JETROが10月26日に発表した「ミャンマー農業機械・資材市場調査(2013年10月)」が面白いです。

標本数が、農家4軒、農業製品輸入会社12社、卸売業者8社、輸送業者および通関職員4名と、やたらと少数を対象に行われた調査なので、実際のデータとしての価値は低いような気がしますが、レポートで頻繁に出てくる中国製品に対するミャンマーの農民の意見など、注目に値する項目がいくつかあります。

とにかく人気がない中国製品・・・。

例えば、肥料に関する項目では、ミャンマーの農民の意見として、「品質が良くないので、中国製肥料は使いません。私たちの村落では、中国製肥料は人気がありません。中国製の偽物の肥料を使ったことはあります。
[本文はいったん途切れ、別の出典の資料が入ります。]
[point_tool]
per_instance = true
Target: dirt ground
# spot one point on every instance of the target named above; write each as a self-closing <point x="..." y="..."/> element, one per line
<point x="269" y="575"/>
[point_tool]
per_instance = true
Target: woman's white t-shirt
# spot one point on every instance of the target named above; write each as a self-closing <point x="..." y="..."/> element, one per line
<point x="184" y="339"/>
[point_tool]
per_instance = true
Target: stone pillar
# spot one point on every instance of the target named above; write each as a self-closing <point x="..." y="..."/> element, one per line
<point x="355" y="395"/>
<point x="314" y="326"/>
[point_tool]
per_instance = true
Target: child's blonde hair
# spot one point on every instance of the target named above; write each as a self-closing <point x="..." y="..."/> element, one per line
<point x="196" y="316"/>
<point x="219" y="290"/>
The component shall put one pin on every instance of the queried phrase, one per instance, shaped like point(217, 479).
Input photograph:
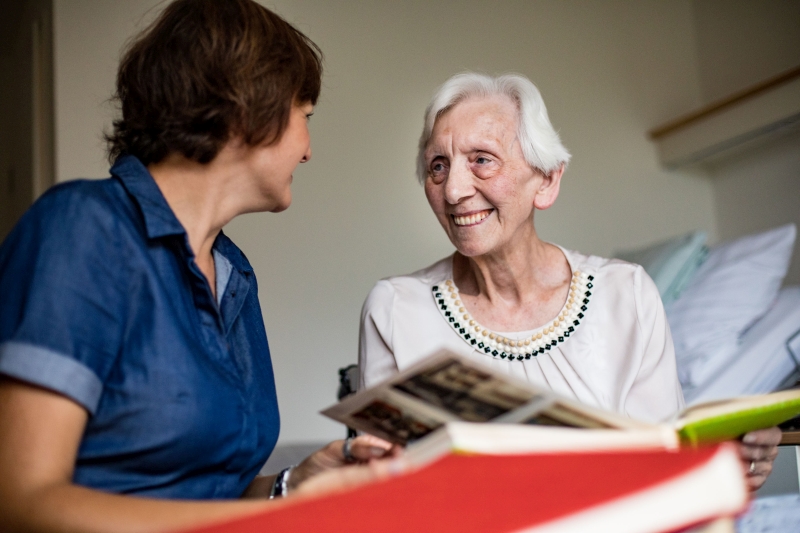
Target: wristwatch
point(279, 487)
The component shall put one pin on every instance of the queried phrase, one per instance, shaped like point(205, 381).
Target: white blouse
point(618, 356)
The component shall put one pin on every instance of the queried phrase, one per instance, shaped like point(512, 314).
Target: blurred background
point(610, 71)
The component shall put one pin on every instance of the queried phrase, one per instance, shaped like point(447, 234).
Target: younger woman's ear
point(548, 189)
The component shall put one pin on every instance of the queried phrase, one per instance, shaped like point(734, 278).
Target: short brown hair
point(207, 70)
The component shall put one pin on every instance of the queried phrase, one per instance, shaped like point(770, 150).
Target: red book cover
point(636, 491)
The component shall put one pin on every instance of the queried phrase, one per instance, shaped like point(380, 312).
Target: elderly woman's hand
point(361, 450)
point(757, 451)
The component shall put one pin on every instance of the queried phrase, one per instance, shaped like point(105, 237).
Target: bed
point(767, 359)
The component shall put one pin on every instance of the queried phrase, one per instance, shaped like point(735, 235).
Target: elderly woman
point(589, 328)
point(135, 374)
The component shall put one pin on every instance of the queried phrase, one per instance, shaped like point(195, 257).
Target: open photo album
point(447, 387)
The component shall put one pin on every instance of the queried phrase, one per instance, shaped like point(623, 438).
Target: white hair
point(540, 143)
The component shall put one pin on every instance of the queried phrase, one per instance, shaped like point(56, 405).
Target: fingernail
point(396, 466)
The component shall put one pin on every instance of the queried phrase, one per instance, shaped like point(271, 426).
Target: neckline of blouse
point(536, 341)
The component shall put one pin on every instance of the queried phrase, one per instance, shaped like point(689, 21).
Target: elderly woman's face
point(479, 185)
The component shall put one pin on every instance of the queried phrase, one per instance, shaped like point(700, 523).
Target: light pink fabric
point(619, 358)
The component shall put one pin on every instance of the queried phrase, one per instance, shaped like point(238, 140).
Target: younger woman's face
point(272, 165)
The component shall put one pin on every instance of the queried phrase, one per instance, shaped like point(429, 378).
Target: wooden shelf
point(722, 127)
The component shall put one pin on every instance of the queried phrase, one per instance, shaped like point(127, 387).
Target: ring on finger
point(347, 452)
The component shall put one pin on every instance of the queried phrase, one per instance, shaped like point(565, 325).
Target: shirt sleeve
point(376, 360)
point(655, 394)
point(62, 280)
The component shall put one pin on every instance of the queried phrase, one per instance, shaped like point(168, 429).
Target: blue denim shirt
point(101, 301)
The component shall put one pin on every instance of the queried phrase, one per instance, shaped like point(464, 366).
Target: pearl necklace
point(489, 342)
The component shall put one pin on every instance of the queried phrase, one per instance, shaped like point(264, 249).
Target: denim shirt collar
point(159, 219)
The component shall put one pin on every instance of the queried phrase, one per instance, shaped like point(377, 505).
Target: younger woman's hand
point(362, 449)
point(757, 451)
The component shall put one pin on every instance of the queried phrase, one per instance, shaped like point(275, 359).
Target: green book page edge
point(732, 425)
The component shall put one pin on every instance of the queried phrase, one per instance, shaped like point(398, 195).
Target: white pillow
point(671, 263)
point(733, 288)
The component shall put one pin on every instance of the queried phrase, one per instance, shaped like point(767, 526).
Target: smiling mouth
point(471, 220)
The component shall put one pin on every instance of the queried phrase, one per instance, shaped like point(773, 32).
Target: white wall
point(608, 71)
point(740, 43)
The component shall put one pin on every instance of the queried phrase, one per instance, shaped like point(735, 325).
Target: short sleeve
point(62, 280)
point(376, 360)
point(655, 394)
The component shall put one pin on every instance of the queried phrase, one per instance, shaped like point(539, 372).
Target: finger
point(757, 453)
point(763, 437)
point(351, 476)
point(367, 447)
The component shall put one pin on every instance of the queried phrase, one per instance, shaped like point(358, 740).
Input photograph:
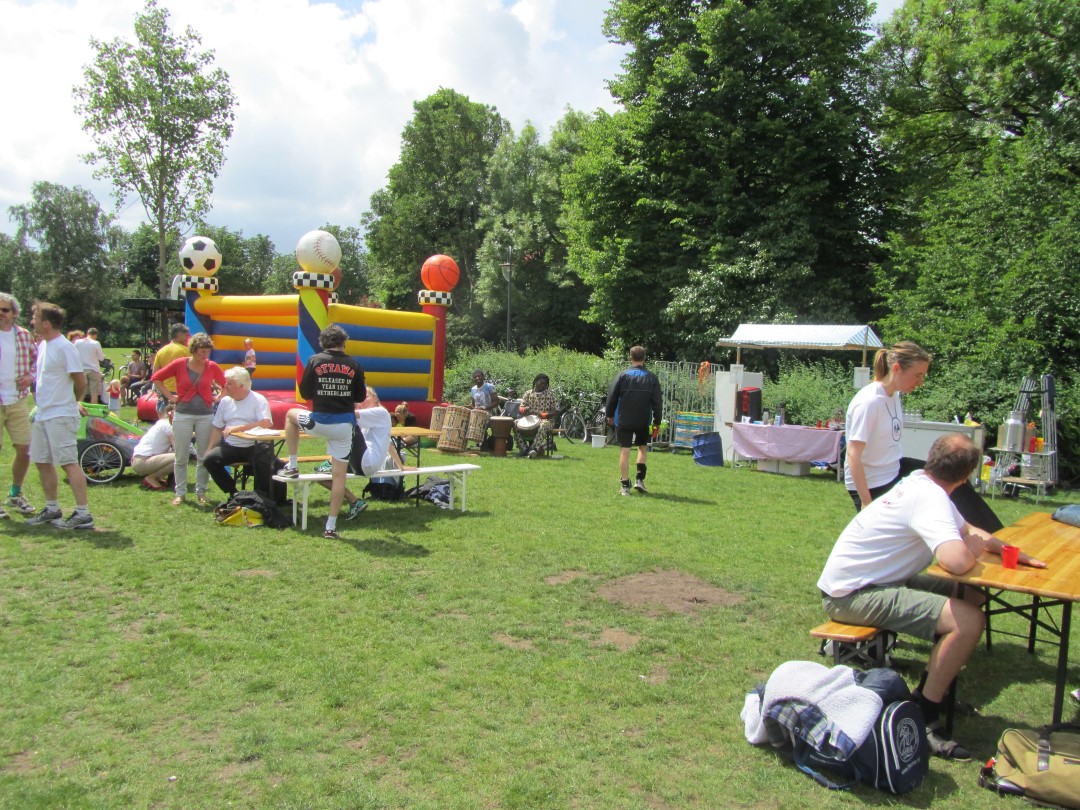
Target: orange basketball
point(440, 273)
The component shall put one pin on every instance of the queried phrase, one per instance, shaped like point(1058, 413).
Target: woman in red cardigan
point(194, 399)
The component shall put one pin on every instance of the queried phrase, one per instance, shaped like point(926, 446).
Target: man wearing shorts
point(334, 383)
point(634, 396)
point(58, 390)
point(873, 577)
point(18, 355)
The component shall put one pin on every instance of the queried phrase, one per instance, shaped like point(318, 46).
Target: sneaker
point(45, 515)
point(354, 510)
point(21, 504)
point(942, 746)
point(75, 522)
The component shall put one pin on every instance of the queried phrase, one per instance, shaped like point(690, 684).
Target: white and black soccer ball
point(200, 256)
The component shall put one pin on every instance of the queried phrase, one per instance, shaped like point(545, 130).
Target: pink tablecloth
point(786, 443)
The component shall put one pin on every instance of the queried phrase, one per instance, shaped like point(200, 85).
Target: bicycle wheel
point(572, 427)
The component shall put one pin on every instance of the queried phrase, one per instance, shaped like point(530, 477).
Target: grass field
point(429, 659)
」 というコメントが掲載されています。

 これまでミャンマーの地方にも何度も足を運んでいますが、毎回のように聞かされるのが中国や中国人に対する文句です。ほぼ100%の確率で、中国への不満を聞かされます。

とはいえ、中国製品は安いし、他の選択肢もない・・・。

中国製品を快く思っていない農民でさえ、価格面の魅力から中国製品を選ぶことが多いようです。また、そもそも、中国製品以外に選択肢がないというのも実情のようです。

価格が低いため、中国ブランドに対する需要は高い。一般的に、中国製品は広く流通しており、多くの農家が入手できる(他の製品は入手できないこともある)。 」

農業肥料を変更することは、農家にとって大きなリスクを伴うため、新製品を気軽に購入する農家は少ないのが、肥料という商品の特性だそうで、これまで10年以上に渡ってミャンマー市場で独占的地位を築いてきた中国製品は、しばらくの間、優位性を維持するものと思われます。

また、ポンプに関する農家の認識では、「価格が手頃なため、中国ブランドは人気がある。中国ブランドの方が、ミャンマーのブランドより品質が良いと言う農家もいる。」ということで、やはり中国製品には価格競争力があります。

タイ製品は、ミャンマーの農家に人気がある

中国製品以外では、タイ製品に関する以下の記述が興味深いです。

タイは近いため、輸送費用も低い。タイとミャンマーの農作業条件は近い(気候が近い)ため、タイの農薬を信頼している者が多い。

まぁ確かに、気候条件や生産作物などが似通っているタイの農薬などは、ミャンマーで使用しても同じような効果が得られるはずなので、この意見は理に適ってますね。

農業の分野でも、ミャンマーにおけるタイの存在感は増して来そうです。

感想

農業に関するレポートということで、あまり期待してませんでしたが、ミャンマー国内における中国製品に関する認識のほか、流通事情などについてもヒアリングが行われていて、とても参考になりました。

ミャンマーに関するビジネスには、とても有益な情報が豊富なレポートだと思います。